The Battle of The Bulge

The cold temperatures have increased the usage of the gym I attend by about ten fold. I’ve not seen many of these folks on my daily walks around my neighborhood, and I try to walk twice a day, rain or shine. Either they’ve been going to another gym to do their workouts, or they are newly reborn with their New Year’s Resolutions. Either way, it’s a good thing, as long as they respect one another and wipe their sweat off of the machines. No one likes to bathe in someone else’s perspiration. Well, maybe there are some that do, but they need to do it in the privacy of their own homes.

Anyhow, I am looking out over an expanse of flesh, a sea of cellulite, as I try to keep pace on the elliptical. Even the younger, more attractive members of our community seem to have picked up a pound or two over the Holidays. Not that anybody is keeping track of such, it’s just that no one seems to be immune to weight gain. I guess there could be some people who don’t gain weight like a bird adding feathers, but they are not here in evidence at my gym. Looking at the collective group of exercisers in the gym today, we all seem to be about a biscuit short of blividity, and that’s concerning.

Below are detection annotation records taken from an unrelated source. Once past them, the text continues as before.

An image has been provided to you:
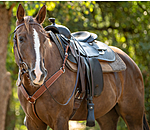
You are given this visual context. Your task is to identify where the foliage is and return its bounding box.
[4,1,150,130]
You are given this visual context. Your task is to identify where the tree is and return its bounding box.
[0,2,14,130]
[4,1,150,130]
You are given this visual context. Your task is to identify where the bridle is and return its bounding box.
[12,22,42,83]
[13,22,80,120]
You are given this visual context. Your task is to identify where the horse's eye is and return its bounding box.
[19,37,24,42]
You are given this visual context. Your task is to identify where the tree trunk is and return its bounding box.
[0,4,11,130]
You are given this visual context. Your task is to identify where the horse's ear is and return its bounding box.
[36,5,46,24]
[17,4,25,22]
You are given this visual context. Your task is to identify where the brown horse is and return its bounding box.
[14,4,149,130]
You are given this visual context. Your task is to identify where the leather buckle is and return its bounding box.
[27,96,35,104]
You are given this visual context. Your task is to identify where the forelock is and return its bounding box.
[24,16,34,33]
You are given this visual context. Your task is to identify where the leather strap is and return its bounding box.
[20,69,64,104]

Anyway, weight gain, or loss, is one of the topics I’ve had the occasion to watch first hand, and study for a long while. I’m well aware of the fact that aging reduces the hormones that help burn calories when we’re young. Not easy too accept, but a reduction of caloric intake should offset the loss of hormones, right? I mean, if I go from two quarter-pounders with cheese, large fries and large coke for lunch to a chicken Caesar salad, I should have over compensated for the loss of hormones, right? My scales say, “no”, and not just “no”, but “heck no!” Why?

Some analysts want to point out our “sedentary” life style. They say that since folks don’t live on farms and do hard physical labor every day that that is the reason that America’s BMI is higher than Everest. I don’t see it. New York City had a population of a million people back in 1880. Were all of them blivits? Of course not. In fact, when America entered World War II there were so many potential inductees turned down for malnutrition that the school lunch program was introduced. Now, starvation is a good way to keep weight down, but I don’t think the school lunch program was the impetus for heart disease and diabetes. Ironically, it appears another government program was, though.

In 1971, Richard Nixon appointed Earl Butz his Secretary of Agriculture, and the industrialized farming of corn began. Soon every patch of dirt was growing corn, and contrary to those deeply held Republican ideas of a “Free Market”, corn prices were supported by the government. An over supply did not bring a drop in what the farmers would be paid, so they figured out more ways to over produce. The problem quickly became, what would we do with the surplus corn. Easy. Let’s make it into corn syrup, and add it to every other product that’s made. Don’t let cows or pigs range for food. Force feed them corn for quick growth. The massive usage of high fructose corn syrup, has permeated everything we eat or drink. If we eat anything that is not home grown, then HFCS will be a component of our diet.

Duke University has studied the phenomenon extensively, and has even produced charts that parallel the introduction of HFCS in our diets and the rise of obesity. Now the Duke scientists are talking about the scarring done to the liver by HFCS as being consistent with a heavy drinker. That’s double bad news for a drinker.

So while you’re doing your morning routine and asking yourself, “why won’t those pounds go away”, remember Richard Nixon fondly. I know I do.